His own marriage, not to discredit the occasion, arose from that aforementioned flip of a coin. Fortunately, Canada was the losing destination and Mathieu made his way to Australia, meeting his wife in Sydney, before spending three years working in Aboriginal communities. There they met a teacher from the Dandenongs who heaped enough praise on the region for the couple to eventually set up shop for good, finding a quaint home tucked into the hillside with a shed for Mathieu to create his wares.
Today Mathieu creates knives for the very best in the food business and customers and collectors who appreciate the process dedicated to a single blade. In Melbourne, Shannon Bennett’s world renowned Vue de Monde boasts dining knives made by MD and at Oakridge, Matt Stone is busy testing MD’s latest innovations and providing valuable feedback that Mathieu uses to alter knife design and performance.
“The first time I held one of Mathieu’s handcrafted blades in my hand was life changing,” says Stone. “For someone whose job and passion exists in the kitchen, I never thought a knife could bring me so much joy and happiness.”
For buyers, anything is possible, combining Damascus steel with Australia’s rarest, ethically sourced wood, to finish with a price tag north of $3000. It should come as no surprise that Mathieu’s favourite projects involve multiple knives and intricate boxes, combining his passion for steel shaping and past in furniture making.
Mathieu’s sustainable approach, utilising unwanted cuts, knowing where his materials come from and how they were harvested, as well as working with suppliers who only take what they need aren’t the only admirable elements of his operation.
When you buy a product from MD Knives, you also inherit a custodian, who will sharpen and spiff your tired tool for free and is available anytime for questions about care or use that you may have.
“The enjoyment of speaking with someone like Matt, about a tool I use daily inspires and excites me,” remarks Stone. “He just gets it.”

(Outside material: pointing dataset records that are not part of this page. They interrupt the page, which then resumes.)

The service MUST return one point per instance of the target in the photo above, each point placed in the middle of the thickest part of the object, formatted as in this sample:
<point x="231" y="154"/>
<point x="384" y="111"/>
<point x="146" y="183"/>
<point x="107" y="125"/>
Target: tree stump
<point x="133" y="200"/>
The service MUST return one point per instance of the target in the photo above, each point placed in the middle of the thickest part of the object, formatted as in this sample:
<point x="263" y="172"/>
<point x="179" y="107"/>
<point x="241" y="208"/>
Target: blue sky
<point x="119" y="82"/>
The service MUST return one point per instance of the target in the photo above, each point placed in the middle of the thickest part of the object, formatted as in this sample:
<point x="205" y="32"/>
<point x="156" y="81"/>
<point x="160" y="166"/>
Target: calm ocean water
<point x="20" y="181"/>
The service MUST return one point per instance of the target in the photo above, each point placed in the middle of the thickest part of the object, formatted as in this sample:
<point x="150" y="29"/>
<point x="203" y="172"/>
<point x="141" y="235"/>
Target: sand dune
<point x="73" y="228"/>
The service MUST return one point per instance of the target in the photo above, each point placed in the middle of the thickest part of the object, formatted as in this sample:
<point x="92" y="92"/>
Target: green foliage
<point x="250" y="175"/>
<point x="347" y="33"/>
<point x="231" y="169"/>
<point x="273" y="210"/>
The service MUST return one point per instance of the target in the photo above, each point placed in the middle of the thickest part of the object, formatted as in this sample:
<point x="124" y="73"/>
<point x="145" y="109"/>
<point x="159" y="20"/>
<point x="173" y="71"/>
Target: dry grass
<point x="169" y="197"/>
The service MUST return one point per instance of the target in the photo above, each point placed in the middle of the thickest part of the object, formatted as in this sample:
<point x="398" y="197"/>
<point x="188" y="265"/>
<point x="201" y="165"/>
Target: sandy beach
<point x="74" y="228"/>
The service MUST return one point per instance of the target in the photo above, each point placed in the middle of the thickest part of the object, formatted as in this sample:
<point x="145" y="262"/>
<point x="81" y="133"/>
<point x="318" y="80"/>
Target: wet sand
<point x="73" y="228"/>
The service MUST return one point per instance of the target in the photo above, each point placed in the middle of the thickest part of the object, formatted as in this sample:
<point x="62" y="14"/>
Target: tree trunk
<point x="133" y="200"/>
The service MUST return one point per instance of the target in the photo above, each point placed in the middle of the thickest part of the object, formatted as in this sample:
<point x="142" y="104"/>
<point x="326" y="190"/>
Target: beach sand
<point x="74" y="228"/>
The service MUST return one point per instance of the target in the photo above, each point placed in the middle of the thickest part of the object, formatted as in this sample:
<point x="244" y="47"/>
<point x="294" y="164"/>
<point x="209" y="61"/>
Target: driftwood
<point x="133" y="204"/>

For the handy ones, Mathieu provides free sharpening classes so you can do it yourself. Buyers learn on the same stone used daily in the workshop, originating from a small mine in the south of Belgium, which Mathieu imports and also sells.
It’s not until you live in your own home, or reach your thirties does the buy once, buy well mentality really begin to sink in, building a life with less meaningful possessions than more. If the kitchen is the heart of your home, and the joy of living is in eating and drink, then the knife that creates the food, is surely the soul. And with proper care, it can be the soul of your family for generations to come.